The ACCC released a statement yesterday saying it believes Origin’s terms and conditions to be unfair. “It is a breach of the Australian Consumer Law for businesses to state that customers are not entitled to refunds under any circumstances. Where a product has a major failure, consumers can insist on a refund or replacement at their choice. Representations that this right has or can be excluded, restricted or modified are false or misleading.”
Remember when Sim City launched? Remember how the ludicrous DRM meant the game wouldn’t start? That sounds a lot like a “major failure”, yet EA said they would not be issuing any refunds for the game. At that time, the ACCC was warning EA that this was against Australian consumer law. EA ignored them.

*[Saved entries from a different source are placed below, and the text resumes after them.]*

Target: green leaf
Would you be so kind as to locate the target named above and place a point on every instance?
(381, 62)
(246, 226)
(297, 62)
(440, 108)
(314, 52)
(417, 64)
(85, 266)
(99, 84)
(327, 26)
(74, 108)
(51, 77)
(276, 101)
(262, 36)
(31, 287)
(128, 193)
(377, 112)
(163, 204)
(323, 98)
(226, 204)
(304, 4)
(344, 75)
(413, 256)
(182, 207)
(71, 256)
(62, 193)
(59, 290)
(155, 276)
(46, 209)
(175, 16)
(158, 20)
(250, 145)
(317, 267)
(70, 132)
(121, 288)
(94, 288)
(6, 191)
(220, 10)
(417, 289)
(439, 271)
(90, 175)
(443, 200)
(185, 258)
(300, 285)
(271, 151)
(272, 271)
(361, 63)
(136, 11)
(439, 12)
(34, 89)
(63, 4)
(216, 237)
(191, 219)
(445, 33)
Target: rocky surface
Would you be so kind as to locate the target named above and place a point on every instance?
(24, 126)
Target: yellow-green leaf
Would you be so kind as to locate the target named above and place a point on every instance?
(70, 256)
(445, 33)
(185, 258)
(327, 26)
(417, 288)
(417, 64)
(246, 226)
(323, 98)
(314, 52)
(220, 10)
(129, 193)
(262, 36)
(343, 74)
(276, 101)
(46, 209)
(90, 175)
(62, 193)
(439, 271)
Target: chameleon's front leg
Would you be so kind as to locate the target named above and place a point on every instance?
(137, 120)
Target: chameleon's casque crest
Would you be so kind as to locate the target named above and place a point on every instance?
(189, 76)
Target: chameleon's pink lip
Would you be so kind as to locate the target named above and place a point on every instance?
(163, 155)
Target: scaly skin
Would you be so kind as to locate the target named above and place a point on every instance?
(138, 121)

This time around though, EA has agreed with the statement and is in the process of creating a new consumer redress program which will allow their Australian customers to request a refund for any faulty title purchased since January 2012.

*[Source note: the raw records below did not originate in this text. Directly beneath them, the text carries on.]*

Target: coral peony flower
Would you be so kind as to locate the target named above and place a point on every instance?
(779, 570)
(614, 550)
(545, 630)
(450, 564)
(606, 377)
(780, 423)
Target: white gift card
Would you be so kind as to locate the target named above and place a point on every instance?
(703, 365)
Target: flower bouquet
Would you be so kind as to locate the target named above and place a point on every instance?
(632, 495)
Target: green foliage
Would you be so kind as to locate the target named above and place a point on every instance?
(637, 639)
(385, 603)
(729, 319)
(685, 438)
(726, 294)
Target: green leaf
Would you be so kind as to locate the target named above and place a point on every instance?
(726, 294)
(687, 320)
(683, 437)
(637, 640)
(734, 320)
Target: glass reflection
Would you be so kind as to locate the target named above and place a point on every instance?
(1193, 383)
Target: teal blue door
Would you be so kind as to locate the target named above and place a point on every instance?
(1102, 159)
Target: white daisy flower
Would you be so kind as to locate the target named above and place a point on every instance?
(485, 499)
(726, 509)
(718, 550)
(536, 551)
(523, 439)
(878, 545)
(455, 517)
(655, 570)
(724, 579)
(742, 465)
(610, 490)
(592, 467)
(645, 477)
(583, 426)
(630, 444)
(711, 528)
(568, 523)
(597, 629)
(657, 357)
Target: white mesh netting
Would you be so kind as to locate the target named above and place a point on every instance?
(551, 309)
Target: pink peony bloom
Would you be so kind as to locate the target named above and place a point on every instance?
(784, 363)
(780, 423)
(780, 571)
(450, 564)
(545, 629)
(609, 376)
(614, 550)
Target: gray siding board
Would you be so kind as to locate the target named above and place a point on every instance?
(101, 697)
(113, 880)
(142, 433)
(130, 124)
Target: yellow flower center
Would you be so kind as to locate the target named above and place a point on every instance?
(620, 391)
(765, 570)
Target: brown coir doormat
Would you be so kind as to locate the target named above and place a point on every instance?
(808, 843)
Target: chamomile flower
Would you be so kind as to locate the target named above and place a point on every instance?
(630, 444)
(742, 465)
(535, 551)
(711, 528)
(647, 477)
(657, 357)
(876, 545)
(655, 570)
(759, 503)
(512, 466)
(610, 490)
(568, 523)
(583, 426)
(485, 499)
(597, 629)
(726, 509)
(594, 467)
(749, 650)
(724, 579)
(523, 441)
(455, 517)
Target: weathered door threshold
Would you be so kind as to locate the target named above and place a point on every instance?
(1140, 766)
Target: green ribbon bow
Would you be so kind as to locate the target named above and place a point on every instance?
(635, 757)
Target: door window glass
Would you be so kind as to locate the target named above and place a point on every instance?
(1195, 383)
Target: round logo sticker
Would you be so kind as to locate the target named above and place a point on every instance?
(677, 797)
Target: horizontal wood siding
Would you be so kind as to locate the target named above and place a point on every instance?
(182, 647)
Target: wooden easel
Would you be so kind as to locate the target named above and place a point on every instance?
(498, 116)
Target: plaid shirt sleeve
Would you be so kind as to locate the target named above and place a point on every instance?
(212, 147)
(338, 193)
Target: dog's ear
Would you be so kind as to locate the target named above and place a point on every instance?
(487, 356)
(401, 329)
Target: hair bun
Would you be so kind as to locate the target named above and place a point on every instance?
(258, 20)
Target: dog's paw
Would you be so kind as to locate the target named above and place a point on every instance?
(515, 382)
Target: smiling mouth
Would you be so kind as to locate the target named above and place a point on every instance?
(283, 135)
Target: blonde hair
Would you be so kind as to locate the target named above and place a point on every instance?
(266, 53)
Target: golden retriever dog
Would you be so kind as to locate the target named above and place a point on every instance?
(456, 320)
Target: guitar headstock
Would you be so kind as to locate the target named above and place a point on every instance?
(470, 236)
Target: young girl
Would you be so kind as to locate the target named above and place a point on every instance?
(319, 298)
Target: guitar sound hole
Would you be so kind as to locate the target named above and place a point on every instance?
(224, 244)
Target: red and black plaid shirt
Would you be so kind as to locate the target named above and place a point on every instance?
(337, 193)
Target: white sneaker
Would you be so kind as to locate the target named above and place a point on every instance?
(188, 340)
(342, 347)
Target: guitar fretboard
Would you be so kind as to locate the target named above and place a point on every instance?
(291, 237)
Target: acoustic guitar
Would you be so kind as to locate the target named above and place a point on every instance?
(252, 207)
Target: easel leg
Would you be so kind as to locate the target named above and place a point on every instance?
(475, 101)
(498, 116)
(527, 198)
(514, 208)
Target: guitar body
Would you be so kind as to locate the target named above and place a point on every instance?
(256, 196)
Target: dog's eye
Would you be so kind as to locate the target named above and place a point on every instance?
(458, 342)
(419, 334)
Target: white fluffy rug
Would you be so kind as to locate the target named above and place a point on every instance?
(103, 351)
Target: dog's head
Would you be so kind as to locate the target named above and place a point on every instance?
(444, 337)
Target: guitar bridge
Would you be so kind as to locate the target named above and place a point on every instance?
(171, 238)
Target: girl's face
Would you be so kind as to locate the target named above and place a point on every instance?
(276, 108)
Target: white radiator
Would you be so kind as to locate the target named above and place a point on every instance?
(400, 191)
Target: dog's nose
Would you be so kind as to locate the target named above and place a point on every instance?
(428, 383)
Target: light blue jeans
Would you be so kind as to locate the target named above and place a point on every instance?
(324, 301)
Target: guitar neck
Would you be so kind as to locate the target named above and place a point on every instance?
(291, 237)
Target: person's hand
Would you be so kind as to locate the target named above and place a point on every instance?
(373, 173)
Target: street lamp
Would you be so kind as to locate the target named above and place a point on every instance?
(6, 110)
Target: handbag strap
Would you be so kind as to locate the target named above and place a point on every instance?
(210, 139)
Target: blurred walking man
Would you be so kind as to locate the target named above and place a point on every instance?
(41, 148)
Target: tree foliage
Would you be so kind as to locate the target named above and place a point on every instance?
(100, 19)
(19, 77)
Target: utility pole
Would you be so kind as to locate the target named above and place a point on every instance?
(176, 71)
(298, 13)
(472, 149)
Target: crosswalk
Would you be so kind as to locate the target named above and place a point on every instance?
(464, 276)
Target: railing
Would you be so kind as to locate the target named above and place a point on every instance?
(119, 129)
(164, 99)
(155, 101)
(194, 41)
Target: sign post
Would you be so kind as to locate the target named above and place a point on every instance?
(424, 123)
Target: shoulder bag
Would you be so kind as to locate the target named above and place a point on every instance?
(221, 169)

In a prepared statement, ACCC Chairman Rod Sims said, “Businesses such as EA selling digitally downloadable goods cannot avoid their responsibilities under the Australian Consumer Law just because they are located outside of Australia.” Digital stores are notorious for flouting laws that require them to issue refunds, and not just in Australia. Origin’s terms and conditions are actually fairly generous compared to Steam’s.
EA’s PR-drenched response to Kotaku was, “We’re pleased to have worked cooperatively with the ACCC to resolve the ACCC’s concerns and ensure our players in Australia have the best possible experience when purchasing and playing EA games… In addition to rights available to our players under the Australian Consumer Law, we are also proud to offer our global, industry-leading Great Game Guarantee that allows for digital returns within certain timeframes if anyone is not satisfied with a digitally-downloaded game from EA. (see this post on Origin for further details).”
It’s worth noting a few things here. First, although this ruling really only affects Australian customers, it does set a sort of precedent that courts or legal bodies in other countries can follow. And second, with this success against EA, the ACCC and other consumer watchdogs can set their sights on the big target – Steam. With any luck, the days of online retailers flouting consumer laws are numbered.